I would like to build an identity link negative binomial 1 glm model for some data (where negative binomial 1 means that the dispersion parameter is of the form (1 + theta)*mean). This means I need to simultaneously control both the link function form and the dispersion parameter form.
Is there a library/function I can use to control both?
More generally, I’d be happy if I could specify both a link function and an arbitrary form of the dispersion, only needing to supply the dispersion parameter theta.
I’m not sure if there is anything pre-packaged to fit something like this, but I’m sure this can easily be written with Turing.

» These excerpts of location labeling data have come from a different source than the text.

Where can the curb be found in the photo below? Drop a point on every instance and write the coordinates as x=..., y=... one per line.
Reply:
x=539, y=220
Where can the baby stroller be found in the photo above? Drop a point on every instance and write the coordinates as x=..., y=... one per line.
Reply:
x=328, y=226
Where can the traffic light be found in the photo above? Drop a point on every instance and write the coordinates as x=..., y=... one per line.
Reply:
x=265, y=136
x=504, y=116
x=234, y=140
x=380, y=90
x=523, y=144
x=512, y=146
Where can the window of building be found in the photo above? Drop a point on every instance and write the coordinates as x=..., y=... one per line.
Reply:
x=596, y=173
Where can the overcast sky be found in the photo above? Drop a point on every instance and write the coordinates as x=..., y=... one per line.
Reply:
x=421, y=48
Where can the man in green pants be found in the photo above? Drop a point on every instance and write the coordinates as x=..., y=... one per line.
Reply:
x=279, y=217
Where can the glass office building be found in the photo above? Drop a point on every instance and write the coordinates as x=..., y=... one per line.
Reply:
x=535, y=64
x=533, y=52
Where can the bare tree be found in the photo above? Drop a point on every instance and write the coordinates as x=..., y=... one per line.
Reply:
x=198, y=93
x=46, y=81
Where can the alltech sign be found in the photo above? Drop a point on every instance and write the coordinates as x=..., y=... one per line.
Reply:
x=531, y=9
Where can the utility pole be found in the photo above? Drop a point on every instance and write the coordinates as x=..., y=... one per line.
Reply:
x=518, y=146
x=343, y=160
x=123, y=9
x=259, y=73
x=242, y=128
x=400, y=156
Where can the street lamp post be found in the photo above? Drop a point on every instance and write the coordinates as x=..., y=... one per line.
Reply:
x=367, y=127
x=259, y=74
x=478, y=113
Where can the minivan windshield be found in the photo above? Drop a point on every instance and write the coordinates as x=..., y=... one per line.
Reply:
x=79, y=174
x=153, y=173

Although I am not sure they allow for over dispersion. You might have to use the joint modeling technique : fit another linear model for the overdispersion parameter and then re-run the original one taking it into account, as described in McCullagh & Nelder 1989 “Generalized liner model”. I think the joint dispersion is chapter 8 but I am not sure.
So far as I can tell, this does not let me choose between an NB1 and NB2 (or more generally NB-P) model. These are described in Hilbe’s Negatvie Binomial Regression book.
It is possible to specify such a model in Turing, and I ended up doing so. The unfortunate part is that the time to sample the Turing model accurately on my data is much greater than with, say negbinfit in the GLM library. There are more general advantages to Turing’s Bayesian philosophy of course, but the speed difference can be orders of magnitude, such that it is impractical. The best work-around that I found was to just get the MAP estimate using optim.jl as a substitute for the MLE, but this shortcut is necessarily less accurate and without the benefit of a full model (error bars, etc).
negbifit.jl does estimate the dispersion. Instead of conducting auxiliary regression for theta, as you describe and which I have seen in some other implementations, it uses an MLE loop method to refine theta, constantly fitting new NB glms with fixed thetas until they reach some optimal loglikelihood.
This implementation is just NB2, and having spent time with the source code it would be a bit painful to modify to work with NB-1/NB-P, since the derivatives for the MLE and the loglikelihood for the stopping criteria are hard-coded for NB2 regression.
There are different types of NB likelihoods in GPLikelihoods.jl. They are just mappings from reals to a distribution, so should be able to be used for non-GP models.
Of course I don’t know the scale of your problem.
Just note that you can get the parameter variance-covariance matrix via
vcov from MLE/MAP estimates in Turing.